The maturing of the medical system took the most varied forms. For medics in general, comfort and safety in their daily lives improved markedly. Compared to aidmen, litterbearers, and jeep ambulance drivers who continued to face danger in their jobs on the line, many medics - especially those in hospitals - encountered fewer risks. Statistics for 1952 indicated that no medical officers and only two Medical Service Corps officers were killed in action. Food was ample, with three hot meals a day served at company headquarters and battalion aid stations. Most medical companies operated a PX. Unpleasant duties and heavy manual labor fell to Korean civilians hired for the task, or to the Korean Service Corps personnel (KSCs). At the MASHs during late 1951 and 1952 baseball diamonds appeared on level spots, horseshoes clanged, and volleyball teams practiced. On summer days swimming parties visited "clear pools formed by mountain streams." As danger lessened, the surgical hospitals gained a reputation for insouciance bordering on wackiness. Liquor was abundant and cheap, and the MASH was normally the farthest point forward that American women got in Korea. Questioned about the nature of the hijinks during off-duty hours, a MASH doctor later said tersely, "Oh, sex and liquor. What else is there?"
With such relaxation went, very often, an unmilitary slackness that reflected both the nature of the war and the outlook of doctor draftees. Inspections of medical installations in the X Corps during September 1952 showed that poor appearance and absence of spirit were the rule."Mess halls and kitchens were disorderly and unattractive. Equipment and supplies were poorly segregated, stored, and maintained. Police was poor. There was no unit pride. The standards usually expected of medical units and installations were not, in general, being maintained." The military, as opposed to the professional, training of the medical officers was "generally poor." Pulled from budding practices and thrust by their lack of rank to forward stations in an uninviting land, young doctors displayed unconscious arrogance and a refusal to adapt to the necessities of a life that they despised. Such men failed to understand their responsibilities in respect to "equipment, maintenance, supplies, records, reports, training of enlisted personnel, and other non-technical activities. A deep sense of responsibility toward the military service seems never to have been gained."
As a result, even their professional skills sometimes showed poorly, in part because their enlisted subordinates either did not know or did not practice their jobs. Enlisted men showed a lack of courtesy, looked unmilitary, maintained equipment in a slipshod manner, and expected their failings to be overlooked or condoned. In the X Corps aidmen handled casualties roughly, leaving them exposed to weather; litterbearers sometimes ran with patients or walked backward; and drivers operated their ambulances at excessive speeds. Officers and enlisted men alike were ignorant of or indifferent to, basic administrative tasks. The corps surgeon blamed the emphasis on professional and technical subjects to the detriment of field training. How much complaints of this nature reflected an unbridgeable difference in style between civilian and military and how much they represented actual failings on the part of the former is impossible to determine. Both elements were certainly present.

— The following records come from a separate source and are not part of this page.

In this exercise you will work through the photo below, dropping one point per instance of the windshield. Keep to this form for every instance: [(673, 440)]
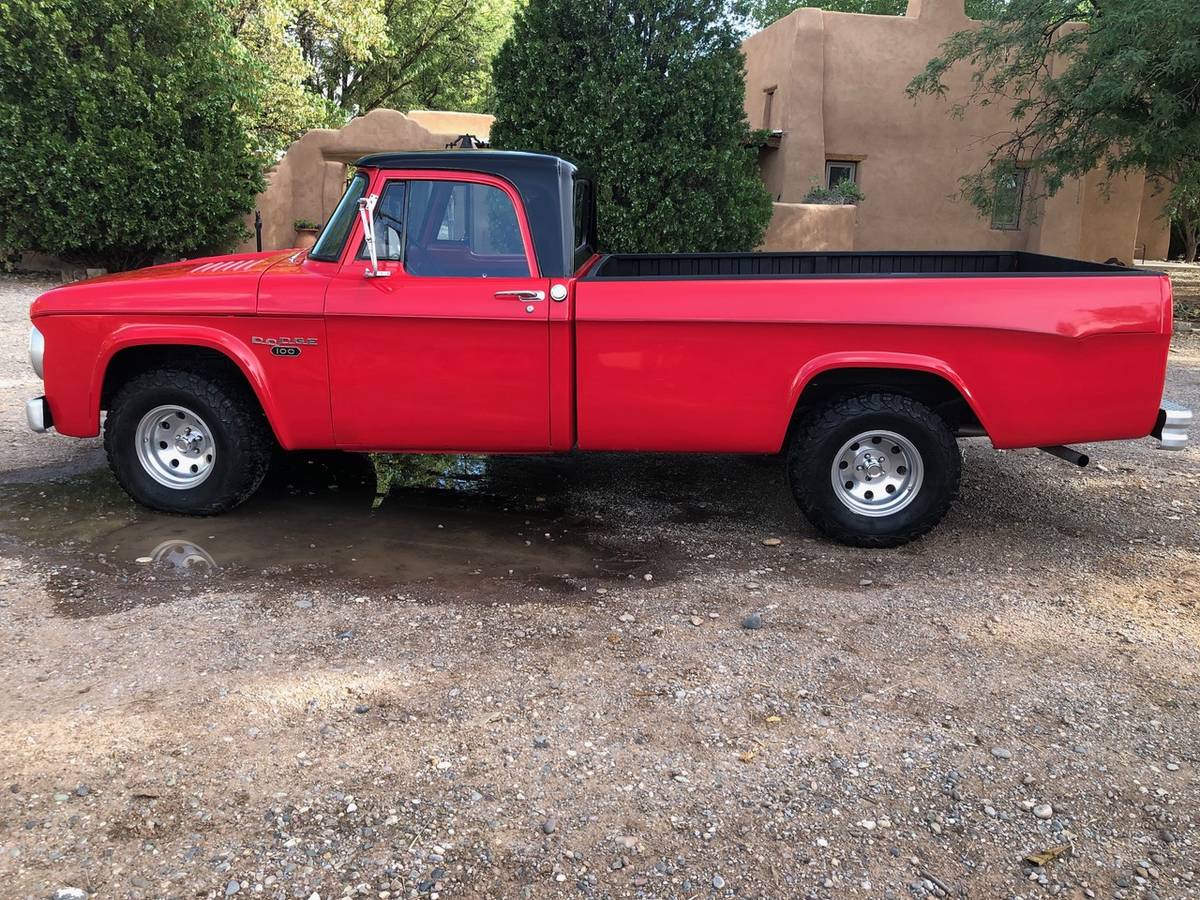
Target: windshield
[(333, 237)]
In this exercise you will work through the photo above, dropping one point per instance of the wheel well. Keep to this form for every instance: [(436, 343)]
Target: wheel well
[(133, 361), (933, 390)]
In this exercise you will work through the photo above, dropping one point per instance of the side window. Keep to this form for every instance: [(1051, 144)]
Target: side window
[(583, 225), (389, 223), (461, 228)]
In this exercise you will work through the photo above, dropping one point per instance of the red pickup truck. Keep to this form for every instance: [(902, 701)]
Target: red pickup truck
[(455, 303)]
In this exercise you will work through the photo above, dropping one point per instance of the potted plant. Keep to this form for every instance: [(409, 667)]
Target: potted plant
[(306, 233)]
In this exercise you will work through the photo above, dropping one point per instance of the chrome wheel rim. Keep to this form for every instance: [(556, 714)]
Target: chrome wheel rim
[(175, 447), (877, 473)]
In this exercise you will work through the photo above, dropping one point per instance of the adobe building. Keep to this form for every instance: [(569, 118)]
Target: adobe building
[(831, 87)]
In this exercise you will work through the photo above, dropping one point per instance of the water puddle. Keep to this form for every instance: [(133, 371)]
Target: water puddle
[(331, 519)]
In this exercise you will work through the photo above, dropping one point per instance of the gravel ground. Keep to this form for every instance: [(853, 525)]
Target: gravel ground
[(598, 676)]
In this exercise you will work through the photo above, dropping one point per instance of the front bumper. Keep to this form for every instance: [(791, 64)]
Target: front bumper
[(1171, 427), (37, 414)]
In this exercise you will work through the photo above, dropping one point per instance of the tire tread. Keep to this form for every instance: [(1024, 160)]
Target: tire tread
[(804, 465), (239, 413)]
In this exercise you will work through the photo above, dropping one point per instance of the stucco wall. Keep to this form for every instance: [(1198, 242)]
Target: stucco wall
[(810, 227), (840, 82)]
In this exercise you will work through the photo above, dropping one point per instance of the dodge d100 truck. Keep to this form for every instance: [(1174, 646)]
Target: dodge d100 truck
[(455, 301)]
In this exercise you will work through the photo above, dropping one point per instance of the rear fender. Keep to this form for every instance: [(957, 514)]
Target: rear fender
[(877, 359)]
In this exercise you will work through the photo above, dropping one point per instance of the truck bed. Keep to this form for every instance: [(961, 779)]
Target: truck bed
[(799, 265)]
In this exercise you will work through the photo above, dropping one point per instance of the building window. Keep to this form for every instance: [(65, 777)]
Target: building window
[(1006, 211), (768, 101), (838, 171)]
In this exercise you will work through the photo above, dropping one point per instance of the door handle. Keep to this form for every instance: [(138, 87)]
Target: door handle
[(526, 297)]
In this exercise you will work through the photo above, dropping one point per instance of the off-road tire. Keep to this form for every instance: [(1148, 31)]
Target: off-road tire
[(240, 431), (813, 450)]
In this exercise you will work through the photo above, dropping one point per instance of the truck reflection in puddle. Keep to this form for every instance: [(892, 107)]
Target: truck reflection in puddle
[(444, 520)]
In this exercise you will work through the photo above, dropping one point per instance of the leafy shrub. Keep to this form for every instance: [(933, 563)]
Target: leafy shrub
[(648, 96), (845, 192), (121, 137)]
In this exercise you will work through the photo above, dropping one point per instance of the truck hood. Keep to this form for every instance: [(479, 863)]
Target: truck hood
[(214, 286)]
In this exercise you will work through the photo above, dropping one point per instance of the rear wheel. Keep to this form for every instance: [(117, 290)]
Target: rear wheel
[(186, 442), (874, 469)]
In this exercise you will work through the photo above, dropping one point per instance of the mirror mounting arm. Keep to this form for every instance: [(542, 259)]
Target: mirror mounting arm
[(366, 214)]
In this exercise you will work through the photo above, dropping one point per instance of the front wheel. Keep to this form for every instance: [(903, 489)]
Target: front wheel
[(874, 469), (186, 442)]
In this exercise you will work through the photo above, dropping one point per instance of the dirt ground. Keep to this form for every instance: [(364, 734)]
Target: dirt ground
[(534, 678)]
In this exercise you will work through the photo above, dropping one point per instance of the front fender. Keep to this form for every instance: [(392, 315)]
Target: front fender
[(150, 335)]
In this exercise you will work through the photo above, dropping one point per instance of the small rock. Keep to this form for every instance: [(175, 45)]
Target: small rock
[(753, 622)]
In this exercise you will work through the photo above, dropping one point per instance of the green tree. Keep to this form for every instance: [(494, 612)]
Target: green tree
[(121, 130), (323, 61), (648, 95), (763, 12), (287, 107), (419, 53), (1092, 84)]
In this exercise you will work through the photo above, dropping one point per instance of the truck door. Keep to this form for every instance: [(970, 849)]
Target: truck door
[(451, 351)]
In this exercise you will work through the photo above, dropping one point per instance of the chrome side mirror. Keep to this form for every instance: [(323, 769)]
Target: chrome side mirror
[(366, 215)]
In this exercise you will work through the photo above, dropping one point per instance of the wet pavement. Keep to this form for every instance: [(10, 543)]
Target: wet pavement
[(345, 521)]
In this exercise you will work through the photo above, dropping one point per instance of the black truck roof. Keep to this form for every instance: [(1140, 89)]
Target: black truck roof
[(545, 183)]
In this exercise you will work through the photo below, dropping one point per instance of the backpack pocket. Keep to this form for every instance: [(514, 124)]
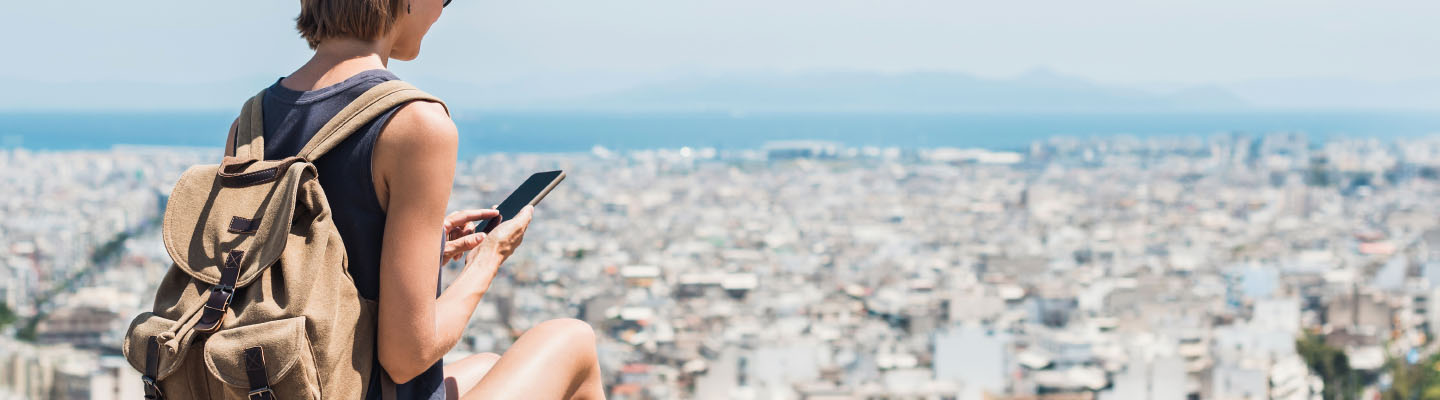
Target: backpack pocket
[(264, 357)]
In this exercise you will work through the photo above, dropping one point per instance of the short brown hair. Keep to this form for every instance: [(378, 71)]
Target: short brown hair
[(359, 19)]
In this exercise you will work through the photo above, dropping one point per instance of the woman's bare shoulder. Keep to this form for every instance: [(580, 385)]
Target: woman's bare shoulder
[(421, 125)]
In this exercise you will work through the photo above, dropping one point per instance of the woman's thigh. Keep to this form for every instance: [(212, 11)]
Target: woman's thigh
[(553, 360)]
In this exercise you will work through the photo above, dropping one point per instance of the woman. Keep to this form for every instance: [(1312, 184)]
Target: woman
[(388, 187)]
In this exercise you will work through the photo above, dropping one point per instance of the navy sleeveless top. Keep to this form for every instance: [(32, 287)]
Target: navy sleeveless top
[(291, 118)]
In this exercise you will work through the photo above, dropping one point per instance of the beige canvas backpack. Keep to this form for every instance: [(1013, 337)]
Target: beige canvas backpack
[(258, 302)]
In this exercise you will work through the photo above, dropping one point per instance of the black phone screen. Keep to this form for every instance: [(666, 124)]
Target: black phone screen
[(532, 192)]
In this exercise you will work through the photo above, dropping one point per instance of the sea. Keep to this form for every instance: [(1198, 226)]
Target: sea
[(494, 131)]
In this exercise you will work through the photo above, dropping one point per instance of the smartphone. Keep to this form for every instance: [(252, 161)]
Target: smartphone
[(529, 193)]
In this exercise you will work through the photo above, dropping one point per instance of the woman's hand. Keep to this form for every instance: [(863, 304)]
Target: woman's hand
[(460, 233), (498, 245)]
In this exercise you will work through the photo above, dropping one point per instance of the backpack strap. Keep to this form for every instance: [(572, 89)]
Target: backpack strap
[(151, 367), (249, 133), (363, 110)]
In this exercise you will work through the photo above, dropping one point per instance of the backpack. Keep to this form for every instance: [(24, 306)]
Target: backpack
[(258, 302)]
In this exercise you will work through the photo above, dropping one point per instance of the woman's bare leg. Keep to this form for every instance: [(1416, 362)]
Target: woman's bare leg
[(553, 360), (467, 371)]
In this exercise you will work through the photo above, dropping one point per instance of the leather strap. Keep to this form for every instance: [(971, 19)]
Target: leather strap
[(249, 134), (221, 294), (359, 112), (255, 371), (151, 367)]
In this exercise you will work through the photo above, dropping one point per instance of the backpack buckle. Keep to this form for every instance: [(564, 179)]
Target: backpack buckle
[(151, 387), (264, 393), (221, 295)]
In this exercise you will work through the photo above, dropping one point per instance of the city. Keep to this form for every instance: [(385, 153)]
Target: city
[(1184, 266)]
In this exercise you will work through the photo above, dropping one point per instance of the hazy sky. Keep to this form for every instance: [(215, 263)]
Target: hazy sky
[(1123, 42)]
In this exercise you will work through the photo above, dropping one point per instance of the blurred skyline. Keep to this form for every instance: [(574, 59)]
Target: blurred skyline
[(519, 55)]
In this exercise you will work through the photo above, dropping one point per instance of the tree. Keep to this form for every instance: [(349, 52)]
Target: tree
[(6, 315), (1331, 364)]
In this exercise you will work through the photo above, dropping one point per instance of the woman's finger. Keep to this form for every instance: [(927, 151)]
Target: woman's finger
[(465, 216)]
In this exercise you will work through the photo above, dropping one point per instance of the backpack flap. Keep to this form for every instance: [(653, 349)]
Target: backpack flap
[(238, 212)]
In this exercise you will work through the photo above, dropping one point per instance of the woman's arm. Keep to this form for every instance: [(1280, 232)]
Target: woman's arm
[(415, 157)]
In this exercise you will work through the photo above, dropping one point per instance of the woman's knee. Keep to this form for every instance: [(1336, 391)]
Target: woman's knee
[(484, 358), (569, 331)]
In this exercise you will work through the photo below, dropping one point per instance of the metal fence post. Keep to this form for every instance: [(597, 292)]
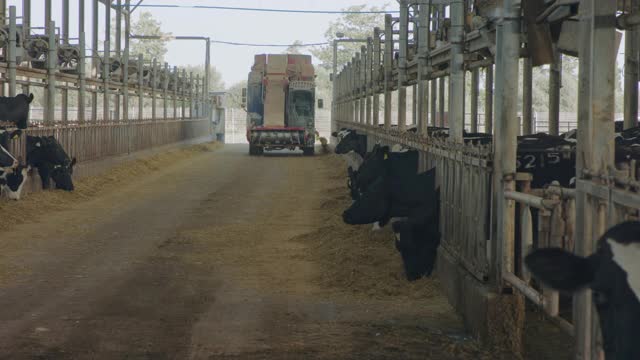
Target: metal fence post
[(140, 87), (52, 61), (12, 51), (402, 65), (154, 83), (388, 68), (82, 82)]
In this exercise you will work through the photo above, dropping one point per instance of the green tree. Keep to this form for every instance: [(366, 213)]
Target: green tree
[(147, 25), (354, 26), (295, 48)]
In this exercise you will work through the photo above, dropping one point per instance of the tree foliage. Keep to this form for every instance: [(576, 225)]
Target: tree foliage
[(147, 25), (353, 26)]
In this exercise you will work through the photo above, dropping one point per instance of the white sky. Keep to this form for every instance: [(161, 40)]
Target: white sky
[(253, 27)]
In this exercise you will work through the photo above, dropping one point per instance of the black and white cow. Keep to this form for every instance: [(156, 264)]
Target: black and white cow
[(15, 110), (351, 141), (418, 238), (12, 182), (47, 155), (7, 160), (613, 275), (392, 196)]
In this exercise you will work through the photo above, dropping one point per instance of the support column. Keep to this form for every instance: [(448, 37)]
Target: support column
[(176, 78), (456, 79), (631, 79), (12, 51), (125, 62), (95, 60), (369, 91), (595, 146), (106, 103), (388, 68), (154, 83), (555, 82), (140, 87), (434, 102), (165, 89), (441, 101), (527, 97), (475, 83), (52, 62), (64, 93), (118, 44), (488, 100), (424, 46), (376, 75), (82, 82), (506, 131), (402, 65)]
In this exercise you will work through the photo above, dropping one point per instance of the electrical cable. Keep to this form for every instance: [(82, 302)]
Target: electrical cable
[(213, 7)]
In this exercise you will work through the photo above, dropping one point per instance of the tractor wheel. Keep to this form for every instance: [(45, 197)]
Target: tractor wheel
[(310, 151), (255, 150)]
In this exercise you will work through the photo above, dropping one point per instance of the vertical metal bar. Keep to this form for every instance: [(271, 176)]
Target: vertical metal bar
[(488, 100), (95, 60), (82, 79), (424, 46), (184, 93), (118, 44), (527, 97), (369, 91), (165, 88), (176, 78), (154, 83), (376, 75), (107, 64), (595, 151), (507, 64), (456, 78), (12, 51), (140, 87), (190, 94), (64, 93), (51, 74), (475, 83), (388, 68), (47, 15), (441, 101), (631, 53), (402, 65), (434, 102), (125, 65), (334, 115), (363, 83), (555, 82)]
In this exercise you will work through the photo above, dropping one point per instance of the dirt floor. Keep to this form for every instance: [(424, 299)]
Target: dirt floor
[(208, 253)]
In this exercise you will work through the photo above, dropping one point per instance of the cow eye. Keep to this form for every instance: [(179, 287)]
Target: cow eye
[(600, 298)]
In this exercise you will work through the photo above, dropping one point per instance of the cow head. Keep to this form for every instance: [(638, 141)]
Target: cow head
[(13, 182), (612, 273), (61, 174), (373, 206)]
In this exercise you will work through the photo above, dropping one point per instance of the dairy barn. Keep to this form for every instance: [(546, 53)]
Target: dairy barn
[(467, 186)]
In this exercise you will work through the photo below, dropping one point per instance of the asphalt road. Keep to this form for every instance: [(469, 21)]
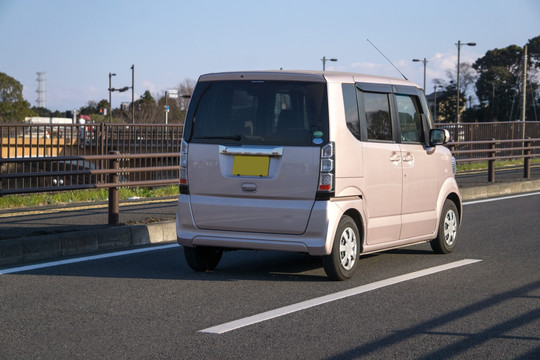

Judged by the only standard that ultimately mattered, the saving of lives, the draftees did as well as their predecessors. The MASH of 1952 had become a matured practitioner of emergency medicine in a style that civilian practice was not to see widely employed for another fifteen to twenty years. The total system - including attached helicopters, corpsmen to act as paramedics, and advanced methods of treating shock - was the key to success. In August 1951 the MASHs had briefly experimented with special shock treatment sections, only to abandon them because the sections found too little to do between battles. (Such dedicated units, however, existed in evacuation hospitals where the staff was larger.) Instead, the MASH's preoperative section prepared casualties for surgery, acted as a shock treatment unit, and in slack times ran an outpatient clinic as well.
Amid technical innovations and changes of personnel, one thing that did not change was the MASH's basic function of performing what Capt. H. Richard Hornberger of the 8055th later called "meatball surgery." Speaking as Richard Hooker, pseudonymous author of M*A*S*H, he suggested that meatball surgery is a specialty in itself. "We are not concerned with the ultimate reconstruction of the patient. We are concerned only with getting the kid out of here alive enough for someone else to reconstruct him. Up to a point we are concerned with fingers, hands, arms and legs, but sometimes we deliberately sacrifice a leg in order to save a life, if the other wounds are more important. In fact, now and then we may lose a leg because, if we spent an extra hour trying to save it, another guy in the pre-op ward could die from being operated on too late. Our general attitude around here is that we want to play par surgery. Par is a live patient."
On the operating table "par surgery" did not permit elegant technique. In suturing the four layers of the bowel, a surgeon from Georgia was not "quite as dainty" as the replacement he was instructing. "I've got mucosa to mucosa, submucosa more or less to submucosa, muscularis pretty much to muscularis and serosa to serosa, and there ain't any place where it's gonna leak. It took y'all two hours, and it took me twenty minutes." Despite growing stability and sophistication and a general decline in the proportion of wounded to sick, brusque and rapid lifesaving technique remained the primary function of the MASH. When battle wounded flooded in, the ability to work quickly was still the most basic of skills.